Vous savez, du MND à l’UFP, nous avons consacré l’essentiel de nos vies à une cause sacrée : celle des peuples. Invariablement, toutes les fois qu’il nous a paru essentiel de définir une politique et de prendre telle position ou telle autre, ce fût notre boussole unique… Nous n’avons pas encore connu, grâce à Allah, la situation du marin en détresse qui lit mal sa boussole du fait de l’obscurité ou de l’engourdissement. A certains moments de notre existence, comme lors de la guerre du Sahara, pendant que tous, sans exception, soutenaient le chauvinisme contre le peuple sahrawi, nous avons dû prendre notre courage à deux mains pour aller à contre courant. Ce fut une épreuve particulièrement éprouvante pour nous. Ceux de ma génération s’en souviennent. Aujourd’hui, nous sommes convaincus que la voie du dialogue et du compromis est l’unique voie salvatrice. Nous ne ménageons aucun effort pour parvenir à des résultats significatifs avec l’ensemble des forces politiques et des membres de la société civile qui participent au Forum. Nous travaillons sans ménagement pour y gagner, également, toutes les forces politiques et l’ensemble des courants d’opinion significatifs qui demeurent encore en dehors du Forum. C’est parce que nous sommes convaincus que nos efforts finiront par être récompensés que nous persévérons dans cette voie.
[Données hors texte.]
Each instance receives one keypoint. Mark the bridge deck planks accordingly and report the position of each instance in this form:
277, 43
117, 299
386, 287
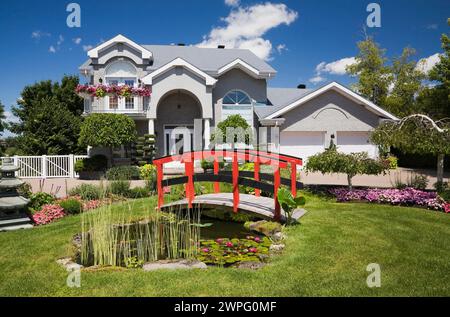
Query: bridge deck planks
261, 206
Si, malgré tout, à l’issue de ce processus, nous parvenons à la conclusion d’avoir épuisé les efforts et les sacrifices nécessaires pour amener les partenaires des pouvoirs publics à entreprendre les réformes indispensables, si nous avons la conviction que le pays va au devant d’une situation chaotique, alors l’hypothèse d’envisager de renoncer à notre politique du moment s’imposera. En pareilles circonstances, la seule volonté des hommes politiques ne suffit pas pour se déterminer : ils devront dire à leur peuple ce qu’il convient de faire, tout en sachant que le choix ultime sera dicté par le niveau de conscience et d’organisation du moment, ainsi que la disposition des masses elles-mêmes. Je souhaite de tout cœur que la sagesse finisse par l’emporter et que les initiatives et réformes nécessaires soient prises pour éviter ce sort à notre peuple. Ceux qui exercent les responsabilités suprêmes ont, certainement, profondément conscience de la gravité de la situation. Soucieux de marquer de leurs empreintes ces moments historiques, ils ne tarderont pas à prendre les décisions qui s’imposent : il y va du salut de notre peuple et de leurs intérêts propres.

 

La Tribune : Merci, Boubakar. J’espère que tes responsabilités nouvelles ne t’éloigneront pas pour longtemps de notre pays !

 BMB : C’est à moi de te remercier, Oumère. A mon âge il devient difficile de s’éloigner et pour longtemps, de son pays et de son peuple. Seule les contraintes du devoir m’y forceront. Comme le siège du Club de Veille a été transféré à Dakar, je crois que j’aurai le plaisir de vous voir souvent.